Using Taxis in Spain
Q: We'd love to stay at some of the paradores but don't have access to a car. Are taxies available to take us from the train station to the parador?
Taxis are most definitely available at almost all train stations to take you to your parador. You just want to make sure that the parador is a reasonable distance from the train station or could be an expensive taxi ride.
Taxis are prevalent throughout Spain and are a convenient way to get to your destination. My advice for finding a taxi in Spain is to try and always find a taxi at taxi stands which are abundant throughout most cities. Taxis are supposed to be licensed and regulated by the government and like any society there are those who try and cheat the system and prey on tourists. Because of this, I recommend using a taxi stand since you’re less likely to run into a shady taxi driver at a place with other legitimate taxi drivers. In the case of finding a taxi driver at a train station or airport there are policemen nearby to make it even less likely that an unlicensed taxi driver is going to be in line at the taxi queue. You can always hail one on the road and most times that works out fine but I prefer the taxi stands so that I can see who I am getting.
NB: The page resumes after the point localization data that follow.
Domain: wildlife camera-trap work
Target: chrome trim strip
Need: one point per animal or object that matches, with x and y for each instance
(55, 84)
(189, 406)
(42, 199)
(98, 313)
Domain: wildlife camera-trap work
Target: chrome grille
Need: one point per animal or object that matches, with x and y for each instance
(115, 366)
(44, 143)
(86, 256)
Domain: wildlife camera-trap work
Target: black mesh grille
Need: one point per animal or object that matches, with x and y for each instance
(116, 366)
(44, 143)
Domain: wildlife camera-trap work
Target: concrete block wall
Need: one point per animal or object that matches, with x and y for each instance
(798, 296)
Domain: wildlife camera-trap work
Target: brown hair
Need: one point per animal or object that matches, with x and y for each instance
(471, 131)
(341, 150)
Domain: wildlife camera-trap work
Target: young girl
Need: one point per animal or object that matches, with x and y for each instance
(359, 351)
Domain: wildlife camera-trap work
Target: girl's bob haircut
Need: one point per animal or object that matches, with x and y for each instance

If you decided to hail a taxi on the street make sure the light on the roof of the car is green and they are going in the direction that you want to go as they normally will not do a u turn.
Taxi drivers in Spain are a very friendly group of people and are usually very honest about their routes and pricing. I have found some that are bi-lingual and enjoy a conversation in English and those that don’t know another language are not shy to talk to you in your broken Spanish. If you speak no Spanish I recommend writing down your destination or printing it out for your taxi driver so there is no misunderstanding of where you want to go.
When you get in the taxi make sure the meter is on and is not running. There can be extra charges for luggage or extra people and many times those extra charges are listed on the back seat in English. When you arrive at your destination you driver will be expecting to be paid in cash and will not normally break large bills. Tipping is usually a lot less in Spain at least compared to the United States but I will still tip the taxi driver especially if he is friendly and I feel he has taken us by the most direct route.
The only reason I don’t take a taxi in Spain is because the public transportation system is so fantastic that it is usually the cheaper way to go especially if you have to go any distance. I think many people are intimidated to use the public transportation system but it is truly so simple that it’s worth a try. Of course taxis are normally quicker than public transit and can drop you off at the door of your final destination. So in the end the choice is yours and either option is widely available.